4.  The Jail Partitioning Solution

      Jail neatly side-steps the majority of these problems through partitioning. Rather than introduce additional fine-grained access control mechanism, we partition a FreeBSD environment (processes, file system, network resources) into a management environment, and optionally subset Jail environments. In doing so, we simultaneously maintain the existing UNIX security model, allowing multiple users and a privileged root user in each jail, while limiting the scope of root's activities to his jail. Consequently the administrator of a FreeBSD machine can partition the machine into separate jails, and provide access to the super-user account in each of these without losing control of the over-all environment.

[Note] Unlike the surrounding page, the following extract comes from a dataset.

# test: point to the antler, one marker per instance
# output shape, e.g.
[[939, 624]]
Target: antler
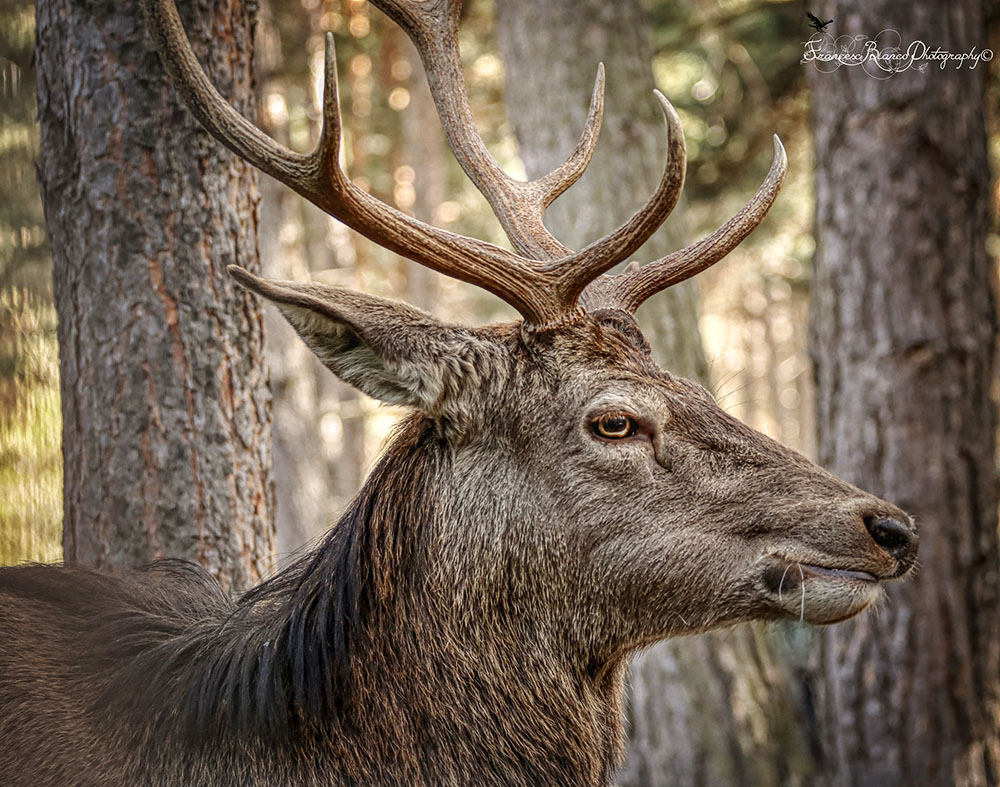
[[630, 289], [545, 280]]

      A process in a partition is referred to as ``in jail''. When a FreeBSD system is booted up after a fresh install, no processes will be in jail. When a process is placed in a jail, it, and any descendents of the process created after the jail creation, will be in that jail. A process may be in only one jail, and after creation, it can not leave the jail. Jails are created when a privileged process calls the jail(2) syscall, with a description of the jail as an argument to the call. Each call to jail(2) creates a new jail; the only way for a new process to enter the jail is by inheriting access to the jail from another process already in that jail. Processes may never leave the jail they created, or were created in.

Fig. 1 -- Schematic diagram of machine with two configured jails

      Membership in a jail involves a number of restrictions: access to the file name-space is restricted in the style of chroot(2), the ability to bind network resources is limited to a specific IP address, the ability to manipulate system resources and perform privileged operations is sharply curtailed, and the ability to interact with other processes is limited to only processes inside the same jail.

      Jail takes advantage of the existing chroot(2) behaviour to limit access to the file system name-space for jailed processes. When a jail is created, it is bound to a particular file system root. Processes are unable to manipulate files that they cannot address, and as such the integrity and confidentiality of files outside of the jail file system root are protected. Traditional mechanisms for breaking out of chroot(2) have been blocked. In the expected and documented configuration, each jail is provided with its exclusive file system root, and standard FreeBSD directory layout, but this is not mandated by the implementation.

      Each jail is bound to a single IP address: processes within the jail may not make use of any other IP address for outgoing or incoming connections; this includes the ability to restrict what network services a particular jail may offer. As FreeBSD distinguishes attempts to bind all IP addresses from attempts to bind a particular address, bind requests for all IP addresses are redirected to the individual Jail address. Some network functionality associated with privileged calls are wholesale disabled due to the nature of the functionality offered, in particular facilities which would allow ``spoofing'' of IP numbers or disruptive traffic to be generated have been disabled.

      Processes running without root privileges will notice few, if any differences between a jailed environment or un-jailed environment. Processes running with root privileges will find that many restrictions apply to the privileged calls they may make. Some calls will now return an access error -- for example, an attempt to create a device node will now fail. Others will have a more limited scope than normal -- attempts to bind a reserved port number on all available addresses will result in binding only the address associated with the jail. Other calls will succeed as normal: root may read a file owned by any uid, as long as it is accessible through the jail file system name-space.

      Processes within the jail will find that they are unable to interact or even verify the existence of processes outside the jail -- processes within the jail are prevented from delivering signals to processes outside the jail, as well as connecting to those processes with debuggers, or even see them in the sysctl or process file system monitoring mechanisms. Jail does not prevent, nor is it intended to prevent, the use of covert channels or communications mechanisms via accepted interfaces -- for example, two processes may communicate via sockets over the IP network interface. Nor does it attempt to provide scheduling services based on the partition; however, it does prevent calls that interfere with normal process operation.

      As a result of these attempts to retain the standard FreeBSD API and framework, almost all applications will run unaffected. Standard system services such as Telnet, FTP, and SSH all behave normally, as do most third party applications, including the popular Apache web server.